This sutra seems very dangerous: Desire possessions above all. Possessions? The very word will create a disturbance in your mind because all the great teachers have taught: don’t desire possessions. Buddha says, “Be nonpossessive.” Mahavira says, “Aparigraha: nonpossession.” Jesus says, “Leave all riches, all possessions.”
Jesus says, “It is easier for a camel to pass through the eye of a needle than for a rich man to pass through the gate of the kingdom of my God.” This sutra says: Desire possessions above all. But the sutra is beautiful. It means the same thing that Mahavira and Buddha and Jesus are saying, but it says it in a very contradictory way.
It says that all those things that you think are possessions are not possessions because you cannot really possess them.
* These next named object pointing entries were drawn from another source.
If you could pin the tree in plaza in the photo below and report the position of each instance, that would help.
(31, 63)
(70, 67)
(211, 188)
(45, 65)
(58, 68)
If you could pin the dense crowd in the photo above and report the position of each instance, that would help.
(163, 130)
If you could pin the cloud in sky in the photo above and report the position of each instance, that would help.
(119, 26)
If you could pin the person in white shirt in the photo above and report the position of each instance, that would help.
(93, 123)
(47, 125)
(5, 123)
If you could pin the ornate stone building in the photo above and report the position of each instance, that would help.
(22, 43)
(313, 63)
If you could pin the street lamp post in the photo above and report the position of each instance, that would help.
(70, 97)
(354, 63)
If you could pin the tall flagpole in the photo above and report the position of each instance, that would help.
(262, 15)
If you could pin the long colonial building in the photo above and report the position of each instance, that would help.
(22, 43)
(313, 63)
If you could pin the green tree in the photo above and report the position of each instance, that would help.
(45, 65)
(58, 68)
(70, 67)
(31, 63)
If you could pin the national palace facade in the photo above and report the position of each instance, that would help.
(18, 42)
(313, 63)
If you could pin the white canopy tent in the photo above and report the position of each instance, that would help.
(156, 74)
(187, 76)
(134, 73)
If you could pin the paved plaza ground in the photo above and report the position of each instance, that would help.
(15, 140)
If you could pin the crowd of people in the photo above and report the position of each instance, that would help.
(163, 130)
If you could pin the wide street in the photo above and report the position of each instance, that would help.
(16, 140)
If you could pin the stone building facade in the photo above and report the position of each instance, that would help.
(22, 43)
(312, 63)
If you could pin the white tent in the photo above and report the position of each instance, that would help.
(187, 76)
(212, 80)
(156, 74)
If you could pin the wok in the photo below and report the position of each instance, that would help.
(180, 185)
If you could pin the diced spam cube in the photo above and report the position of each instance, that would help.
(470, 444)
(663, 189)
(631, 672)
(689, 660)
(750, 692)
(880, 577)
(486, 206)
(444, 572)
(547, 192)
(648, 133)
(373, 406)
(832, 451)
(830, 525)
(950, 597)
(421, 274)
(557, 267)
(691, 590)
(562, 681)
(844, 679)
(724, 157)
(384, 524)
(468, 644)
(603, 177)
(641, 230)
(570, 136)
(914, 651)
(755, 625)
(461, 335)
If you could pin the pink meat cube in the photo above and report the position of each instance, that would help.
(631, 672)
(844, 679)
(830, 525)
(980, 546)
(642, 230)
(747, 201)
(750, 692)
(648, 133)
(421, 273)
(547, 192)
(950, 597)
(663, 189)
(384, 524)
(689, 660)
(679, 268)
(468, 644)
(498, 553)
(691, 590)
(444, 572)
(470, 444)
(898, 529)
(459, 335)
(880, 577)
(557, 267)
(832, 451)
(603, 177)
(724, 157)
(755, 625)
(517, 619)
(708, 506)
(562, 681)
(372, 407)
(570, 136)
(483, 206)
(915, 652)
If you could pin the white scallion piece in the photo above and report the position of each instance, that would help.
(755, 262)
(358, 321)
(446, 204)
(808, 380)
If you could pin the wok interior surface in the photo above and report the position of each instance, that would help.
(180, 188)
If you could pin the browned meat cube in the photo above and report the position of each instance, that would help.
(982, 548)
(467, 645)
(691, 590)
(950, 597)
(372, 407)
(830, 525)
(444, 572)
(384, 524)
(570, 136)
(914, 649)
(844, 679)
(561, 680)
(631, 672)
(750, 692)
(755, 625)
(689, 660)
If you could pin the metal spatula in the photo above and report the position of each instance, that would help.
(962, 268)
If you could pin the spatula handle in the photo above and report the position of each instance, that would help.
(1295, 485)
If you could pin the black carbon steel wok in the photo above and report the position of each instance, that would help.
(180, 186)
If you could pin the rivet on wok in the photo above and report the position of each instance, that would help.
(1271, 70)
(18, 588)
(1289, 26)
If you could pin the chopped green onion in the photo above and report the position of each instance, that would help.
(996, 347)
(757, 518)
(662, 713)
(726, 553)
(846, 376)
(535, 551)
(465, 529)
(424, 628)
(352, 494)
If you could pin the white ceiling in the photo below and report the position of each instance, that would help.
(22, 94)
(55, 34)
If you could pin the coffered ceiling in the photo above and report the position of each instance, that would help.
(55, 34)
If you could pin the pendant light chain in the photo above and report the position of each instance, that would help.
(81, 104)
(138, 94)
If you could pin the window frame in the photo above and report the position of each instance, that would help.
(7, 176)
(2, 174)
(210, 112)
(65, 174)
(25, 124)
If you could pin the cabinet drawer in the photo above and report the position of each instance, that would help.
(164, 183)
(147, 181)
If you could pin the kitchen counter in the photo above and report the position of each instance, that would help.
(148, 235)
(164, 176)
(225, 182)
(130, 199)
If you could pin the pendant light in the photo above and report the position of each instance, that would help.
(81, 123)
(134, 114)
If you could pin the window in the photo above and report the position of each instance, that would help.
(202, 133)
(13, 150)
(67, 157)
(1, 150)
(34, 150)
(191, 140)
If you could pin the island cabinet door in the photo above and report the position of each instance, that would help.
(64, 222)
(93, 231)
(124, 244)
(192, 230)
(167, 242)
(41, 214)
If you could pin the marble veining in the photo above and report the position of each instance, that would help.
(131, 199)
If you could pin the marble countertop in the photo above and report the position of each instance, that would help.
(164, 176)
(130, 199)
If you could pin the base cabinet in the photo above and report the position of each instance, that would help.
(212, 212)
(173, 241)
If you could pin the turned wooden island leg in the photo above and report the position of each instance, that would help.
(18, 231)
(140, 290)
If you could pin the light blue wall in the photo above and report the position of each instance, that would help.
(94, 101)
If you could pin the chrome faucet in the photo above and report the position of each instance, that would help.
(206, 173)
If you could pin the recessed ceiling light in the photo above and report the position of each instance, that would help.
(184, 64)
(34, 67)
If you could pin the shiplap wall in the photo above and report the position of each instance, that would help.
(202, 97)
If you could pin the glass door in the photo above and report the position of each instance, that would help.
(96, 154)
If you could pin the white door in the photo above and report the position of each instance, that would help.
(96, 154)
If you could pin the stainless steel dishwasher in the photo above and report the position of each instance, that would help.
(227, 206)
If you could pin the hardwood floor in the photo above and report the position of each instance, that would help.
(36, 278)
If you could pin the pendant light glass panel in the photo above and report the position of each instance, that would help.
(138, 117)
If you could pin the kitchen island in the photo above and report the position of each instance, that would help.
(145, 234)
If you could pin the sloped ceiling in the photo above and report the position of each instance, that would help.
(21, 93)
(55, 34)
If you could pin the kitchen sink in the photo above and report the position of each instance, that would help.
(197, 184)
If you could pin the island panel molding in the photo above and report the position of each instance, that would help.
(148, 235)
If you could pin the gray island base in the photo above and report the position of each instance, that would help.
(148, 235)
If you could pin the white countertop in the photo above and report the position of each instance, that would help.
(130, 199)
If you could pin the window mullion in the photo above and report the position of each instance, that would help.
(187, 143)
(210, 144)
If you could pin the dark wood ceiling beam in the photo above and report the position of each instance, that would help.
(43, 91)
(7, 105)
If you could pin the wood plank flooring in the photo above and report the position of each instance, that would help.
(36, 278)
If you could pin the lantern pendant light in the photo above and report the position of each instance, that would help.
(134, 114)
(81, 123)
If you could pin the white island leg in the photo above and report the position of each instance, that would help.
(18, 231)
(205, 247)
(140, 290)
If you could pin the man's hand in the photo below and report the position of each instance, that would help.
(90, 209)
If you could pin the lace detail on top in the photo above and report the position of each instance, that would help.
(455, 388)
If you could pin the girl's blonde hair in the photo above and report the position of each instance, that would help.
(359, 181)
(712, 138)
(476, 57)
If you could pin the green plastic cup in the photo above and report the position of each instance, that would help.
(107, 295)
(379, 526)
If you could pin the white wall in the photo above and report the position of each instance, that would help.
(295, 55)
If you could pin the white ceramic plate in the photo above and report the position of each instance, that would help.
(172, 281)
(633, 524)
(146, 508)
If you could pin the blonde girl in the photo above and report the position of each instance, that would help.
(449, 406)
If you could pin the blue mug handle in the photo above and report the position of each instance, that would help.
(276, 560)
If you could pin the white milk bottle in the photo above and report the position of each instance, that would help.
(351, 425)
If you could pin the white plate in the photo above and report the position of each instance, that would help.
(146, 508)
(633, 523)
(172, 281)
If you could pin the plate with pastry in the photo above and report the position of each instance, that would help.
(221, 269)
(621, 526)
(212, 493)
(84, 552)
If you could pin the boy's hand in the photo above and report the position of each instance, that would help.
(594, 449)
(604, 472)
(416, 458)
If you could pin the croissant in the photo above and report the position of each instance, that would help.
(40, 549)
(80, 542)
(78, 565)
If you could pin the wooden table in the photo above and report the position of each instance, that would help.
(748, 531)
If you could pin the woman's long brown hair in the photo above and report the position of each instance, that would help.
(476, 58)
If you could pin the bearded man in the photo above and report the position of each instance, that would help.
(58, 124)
Can you possess things? Can you possess others? Can you possess anything in the world? You can only deceive yourself that you possess something. You cannot really possess anything because death will destroy everything.
Another thing: whatsoever you possess becomes your possessor. The possessor is possessed by his possessions. You become a slave, you are never the master. So what is the use of saying that you possess the world? No one possesses anything. Only one thing can be possessed and that is your own self. Nothing else can be possessed.
You can become master only of your own self.
If you try to be the master of someone else you will be just a slave. You may call this slavery mastery, you may label it mastery. You can deceive yourself, but deceptions are deceptions. Nothing is changed by just changing the label.
Look at your possessions, at whether you possess them. If your house is destroyed you will weep, you will scream, you will go mad; but if you die, your house is not going to weep, it is not going to go mad. So who was the real owner? The house owned you. It doesn’t care a bit about you, whether you live in it or not. Really it will feel very good if you leave; it will be more at ease. It is not dependent on you. You are just disturbing its peace. If you are dead the house will feel good. So who is the possessor?
This sutra is meaningful in this sense that only the self can be possessed and nothing else. And if you cannot possess yourself, what do you think you can possess? So be a master – the master of your own self – and don’t make any effort to possess anything.